Началось почти всеобщее выступление против дуумвирата. Памфлет следовал за памфлетом. Казалось, все германские издательства спешат забросать Веймар кипами бумаг. Из друзей меньше щадили Гёте. Что писала теперь рука, создавшая прекрасные стихи «Ифигении» и «Торквато Тассо»? Похотливые стишки вроде «Римских элегий» или непристойные истории о комедиантах в духе «Ученических годов Вильгельма Мейстера». А что сказать о его личной жизни? Её закидывали грязью и рисовали Кристиану в самых мрачных красках, называя её vulpia — лисица. Его самого высмеивали и унижали. Изображали его на карикатурах в виде козла. Но он не поддавался гневу, хранил хладнокровие и удерживал негодующего Шиллера. Разве эта лужа грязных оскорблений может достигнуть их, поднявшихся на высоты творчества?
В Веймаре высшее общество всё ещё дулось на советника. Он совсем разошёлся с Гердером, и отношения с Карлом-Августом стали более холодными, почти официальными. Придворные сплетни, не оставлявшие в покое незаконную семью поэта, часто гнали его в Иену. Всё влекло его теперь в хорошенький городок на Заале: во-первых, Шиллер, затем университет, бывший на его попечении, и, наконец, кружок писателей, который собрался там. Фихте, Шеллинг, Гегель, Александр и Вильгельм фон Гумбольдты, Фосс, оба Шлегеля[116] — где ещё найти равную им плеяду? Неужели наконец озарится та северная, глубокая тьма, в которой ощупью бродило столько робких умов и скудных талантов? Новые светила появлялись над саксонскими возвышенностями. Около Веймара вырисовывался блестящий круг нового спутника; напротив его маленького двора, где мирно сиял классицизм, Иенский университет отбрасывал яркие огни и колеблющийся дым новой философии.

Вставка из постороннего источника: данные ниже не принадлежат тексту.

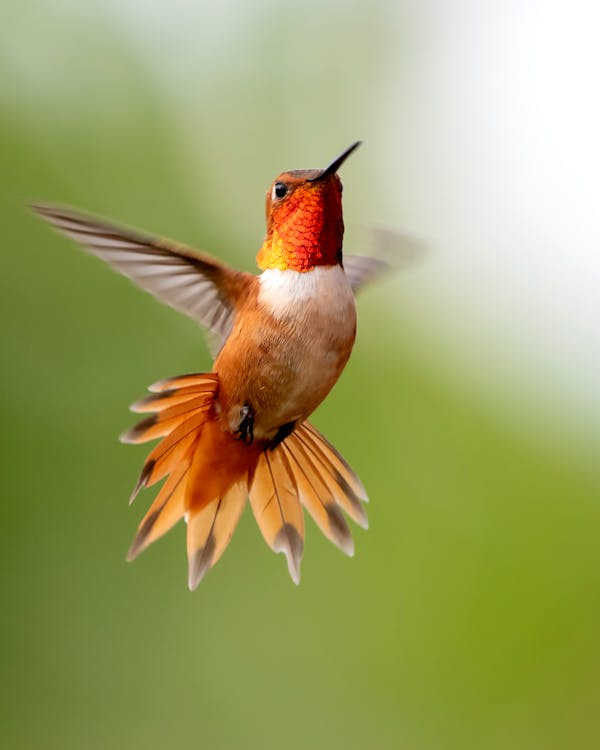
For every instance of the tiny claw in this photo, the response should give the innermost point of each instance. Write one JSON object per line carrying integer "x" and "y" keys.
{"x": 245, "y": 430}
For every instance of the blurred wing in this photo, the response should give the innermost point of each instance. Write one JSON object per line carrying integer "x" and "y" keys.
{"x": 192, "y": 283}
{"x": 391, "y": 251}
{"x": 360, "y": 270}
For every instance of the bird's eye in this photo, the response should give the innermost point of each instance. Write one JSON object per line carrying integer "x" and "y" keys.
{"x": 279, "y": 190}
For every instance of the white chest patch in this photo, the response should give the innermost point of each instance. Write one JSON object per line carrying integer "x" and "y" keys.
{"x": 287, "y": 294}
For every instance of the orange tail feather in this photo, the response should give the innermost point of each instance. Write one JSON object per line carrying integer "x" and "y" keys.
{"x": 210, "y": 474}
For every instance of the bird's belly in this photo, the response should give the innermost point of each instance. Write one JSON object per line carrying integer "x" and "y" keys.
{"x": 282, "y": 361}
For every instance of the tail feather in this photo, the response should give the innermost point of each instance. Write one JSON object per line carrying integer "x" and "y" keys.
{"x": 166, "y": 510}
{"x": 166, "y": 399}
{"x": 210, "y": 530}
{"x": 320, "y": 504}
{"x": 277, "y": 509}
{"x": 343, "y": 484}
{"x": 194, "y": 380}
{"x": 209, "y": 474}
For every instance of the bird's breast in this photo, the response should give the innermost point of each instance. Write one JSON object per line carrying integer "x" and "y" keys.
{"x": 288, "y": 346}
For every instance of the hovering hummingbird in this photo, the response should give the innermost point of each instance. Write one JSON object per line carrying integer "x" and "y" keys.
{"x": 285, "y": 336}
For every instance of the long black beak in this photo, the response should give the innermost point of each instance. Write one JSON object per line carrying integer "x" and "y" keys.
{"x": 336, "y": 163}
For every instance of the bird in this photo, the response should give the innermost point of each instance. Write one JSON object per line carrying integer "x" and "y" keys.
{"x": 241, "y": 431}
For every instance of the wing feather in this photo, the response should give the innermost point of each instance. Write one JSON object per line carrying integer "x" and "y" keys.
{"x": 191, "y": 282}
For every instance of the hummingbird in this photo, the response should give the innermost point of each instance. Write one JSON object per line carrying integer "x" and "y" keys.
{"x": 284, "y": 336}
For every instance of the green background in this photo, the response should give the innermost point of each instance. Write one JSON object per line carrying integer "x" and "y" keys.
{"x": 469, "y": 615}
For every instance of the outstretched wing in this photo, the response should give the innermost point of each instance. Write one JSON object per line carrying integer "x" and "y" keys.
{"x": 192, "y": 283}
{"x": 390, "y": 251}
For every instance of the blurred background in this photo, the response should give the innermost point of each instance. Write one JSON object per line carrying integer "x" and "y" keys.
{"x": 471, "y": 409}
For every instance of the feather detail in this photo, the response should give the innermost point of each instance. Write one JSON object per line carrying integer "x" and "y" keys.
{"x": 277, "y": 509}
{"x": 193, "y": 283}
{"x": 166, "y": 510}
{"x": 330, "y": 475}
{"x": 210, "y": 529}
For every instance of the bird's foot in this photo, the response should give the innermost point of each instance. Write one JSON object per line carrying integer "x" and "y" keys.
{"x": 245, "y": 430}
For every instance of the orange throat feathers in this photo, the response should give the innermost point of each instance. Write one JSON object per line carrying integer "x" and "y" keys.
{"x": 305, "y": 228}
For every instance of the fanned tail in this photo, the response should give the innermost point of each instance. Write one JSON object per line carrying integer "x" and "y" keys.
{"x": 209, "y": 475}
{"x": 305, "y": 469}
{"x": 207, "y": 469}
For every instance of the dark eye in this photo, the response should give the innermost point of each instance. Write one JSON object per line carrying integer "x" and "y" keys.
{"x": 279, "y": 190}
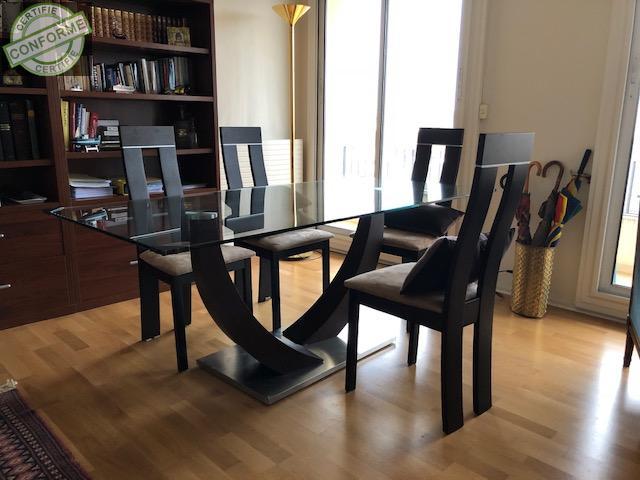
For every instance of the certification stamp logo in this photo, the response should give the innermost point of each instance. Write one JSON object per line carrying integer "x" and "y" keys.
{"x": 47, "y": 39}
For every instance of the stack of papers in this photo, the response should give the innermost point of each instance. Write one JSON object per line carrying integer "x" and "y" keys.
{"x": 85, "y": 186}
{"x": 25, "y": 198}
{"x": 154, "y": 185}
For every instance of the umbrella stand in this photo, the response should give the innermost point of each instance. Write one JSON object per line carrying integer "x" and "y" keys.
{"x": 523, "y": 212}
{"x": 548, "y": 207}
{"x": 532, "y": 273}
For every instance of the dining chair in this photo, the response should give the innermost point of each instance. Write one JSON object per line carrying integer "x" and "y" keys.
{"x": 465, "y": 291}
{"x": 174, "y": 270}
{"x": 411, "y": 244}
{"x": 272, "y": 248}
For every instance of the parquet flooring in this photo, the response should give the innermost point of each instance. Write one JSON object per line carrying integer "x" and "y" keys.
{"x": 563, "y": 406}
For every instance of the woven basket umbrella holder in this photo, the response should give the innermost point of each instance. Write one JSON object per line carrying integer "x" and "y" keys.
{"x": 531, "y": 280}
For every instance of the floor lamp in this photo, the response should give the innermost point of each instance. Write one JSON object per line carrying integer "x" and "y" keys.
{"x": 291, "y": 13}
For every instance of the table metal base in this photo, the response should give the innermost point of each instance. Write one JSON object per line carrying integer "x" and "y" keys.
{"x": 236, "y": 367}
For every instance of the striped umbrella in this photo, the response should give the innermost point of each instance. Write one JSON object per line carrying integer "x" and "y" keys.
{"x": 568, "y": 204}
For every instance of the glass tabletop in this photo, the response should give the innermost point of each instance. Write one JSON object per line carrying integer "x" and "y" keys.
{"x": 163, "y": 224}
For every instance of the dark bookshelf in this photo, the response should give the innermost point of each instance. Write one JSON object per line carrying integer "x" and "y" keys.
{"x": 147, "y": 97}
{"x": 42, "y": 162}
{"x": 22, "y": 91}
{"x": 83, "y": 269}
{"x": 147, "y": 47}
{"x": 146, "y": 153}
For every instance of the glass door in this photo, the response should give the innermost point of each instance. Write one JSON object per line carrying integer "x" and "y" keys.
{"x": 351, "y": 87}
{"x": 390, "y": 67}
{"x": 622, "y": 223}
{"x": 422, "y": 58}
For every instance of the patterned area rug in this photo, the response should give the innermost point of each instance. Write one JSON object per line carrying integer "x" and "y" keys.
{"x": 28, "y": 449}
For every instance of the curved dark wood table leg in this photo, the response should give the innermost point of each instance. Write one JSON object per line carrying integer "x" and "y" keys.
{"x": 328, "y": 316}
{"x": 270, "y": 367}
{"x": 230, "y": 313}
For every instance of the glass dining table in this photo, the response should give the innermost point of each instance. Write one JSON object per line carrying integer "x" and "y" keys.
{"x": 267, "y": 365}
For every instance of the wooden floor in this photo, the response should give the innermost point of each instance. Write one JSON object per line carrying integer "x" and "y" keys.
{"x": 563, "y": 406}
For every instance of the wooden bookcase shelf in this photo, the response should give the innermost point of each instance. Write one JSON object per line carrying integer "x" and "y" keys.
{"x": 22, "y": 91}
{"x": 147, "y": 47}
{"x": 148, "y": 97}
{"x": 122, "y": 199}
{"x": 9, "y": 208}
{"x": 118, "y": 154}
{"x": 84, "y": 269}
{"x": 43, "y": 162}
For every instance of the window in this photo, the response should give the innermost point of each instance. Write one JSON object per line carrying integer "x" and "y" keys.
{"x": 622, "y": 223}
{"x": 391, "y": 67}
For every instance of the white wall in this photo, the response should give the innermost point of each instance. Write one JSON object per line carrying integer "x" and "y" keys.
{"x": 544, "y": 66}
{"x": 252, "y": 64}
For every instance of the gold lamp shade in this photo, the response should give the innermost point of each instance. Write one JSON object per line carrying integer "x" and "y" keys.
{"x": 292, "y": 12}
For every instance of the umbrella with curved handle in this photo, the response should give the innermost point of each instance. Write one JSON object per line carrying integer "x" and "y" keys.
{"x": 523, "y": 212}
{"x": 548, "y": 207}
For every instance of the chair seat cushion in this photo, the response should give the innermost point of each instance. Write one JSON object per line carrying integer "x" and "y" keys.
{"x": 404, "y": 240}
{"x": 432, "y": 271}
{"x": 288, "y": 240}
{"x": 387, "y": 283}
{"x": 180, "y": 263}
{"x": 430, "y": 219}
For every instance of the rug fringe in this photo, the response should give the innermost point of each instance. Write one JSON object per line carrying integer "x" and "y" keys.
{"x": 9, "y": 385}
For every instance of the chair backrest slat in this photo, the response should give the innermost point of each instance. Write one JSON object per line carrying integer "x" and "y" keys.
{"x": 450, "y": 138}
{"x": 134, "y": 140}
{"x": 494, "y": 151}
{"x": 231, "y": 138}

Гёте было хорошо в Иене. Там, поблизости от Шиллера, начал он в августе 1796 года свою сельскую эпопею «Герман и Доротея». Общество друга странно приподнимало его: он писал до ста пятидесяти стихов в день. Он снова приехал в Иену в феврале 1797 года, чтобы работать над поэмой, и в течение третьего приезда закончил её. Каким помолодевшим он себя чувствовал. В заальских полях он забывал о дворе с его этикетом и сплетнями и предавался буколическому отдохновению: он был одинакового возраста с Гомером и одинаково непосредственно воспринимал мир.
В то же время он вслед за Шиллером начал писать баллады: «Искатель клада», «Ученик колдуна», «Коринфская невеста», «Бог и баядерка», «Прекрасная мельничиха». Уже пятнадцать лет, как он забросил этот род поэзии. Сейчас вновь обретал былую лёгкость и лирическое вдохновение, породившее «Короля в Фуле», «Рыбаков», «Лесного царя». Но теперь он черпал свои сюжеты не в народных легендах Севера — он брал их из мифов древности и Востока. Эльфы и русалки исчезли перед волшебниками, привидениями и богами, и, чтобы воплотить эти новые образы, он нашёл умелую и утончённую форму.